This is the problem I am given. Notice the upper bound is a 1, but whenever I see the solution later on, it changes to an 8 and the lower bound to 1 and I'm not sure why that happens.
$
\int_0^1 (4y-3y^2+6y^3+1)^\frac{-2}{3}(18y^2-6y+4y)dy
$
Obviously you do u substitution here
$
u = 4y-3y^2+6y^3+1 \\
du = (18y^2-6y+4)dy\\
$
This is the part I don't get below.
My interactive tutorial shows I need to do this next
$
\int_1^8(u)^\frac{-2}{3}du
$
Why does the upperbound and lowerbound suddenly change.
Note: I'm not looking for the answer to the integral, but rather an explanation as to why the limits of integration change.
Best Answer
The bounds change due to $u$. The original lower bound was $y=0$, so
$$u(\text{lower bound})=4y-3y^2+6y^3+1=4(0)-3(0)^2+6(0)^3+1=1$$
which is the lower bound.
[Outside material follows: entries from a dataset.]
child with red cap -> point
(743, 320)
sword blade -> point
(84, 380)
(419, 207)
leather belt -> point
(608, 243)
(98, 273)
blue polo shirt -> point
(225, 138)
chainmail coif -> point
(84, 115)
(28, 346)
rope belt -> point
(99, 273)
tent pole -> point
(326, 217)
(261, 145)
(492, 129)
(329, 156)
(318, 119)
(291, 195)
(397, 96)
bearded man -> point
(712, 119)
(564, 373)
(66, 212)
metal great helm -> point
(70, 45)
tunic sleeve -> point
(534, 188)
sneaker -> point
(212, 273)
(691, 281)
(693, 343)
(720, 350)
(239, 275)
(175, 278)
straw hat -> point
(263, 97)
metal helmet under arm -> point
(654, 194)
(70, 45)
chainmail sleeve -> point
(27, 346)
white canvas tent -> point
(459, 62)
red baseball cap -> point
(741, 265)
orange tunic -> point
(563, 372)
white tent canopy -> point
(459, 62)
Do the same process and you will get the upper bound.
As @TheCount mentions, this is because when one uses the substitution, the end result is a function of $u$. You then substitute $u=f(y)$ back into it, and then apply the bounds.
Or you can apply the bounds first and not worry about re-substitution later.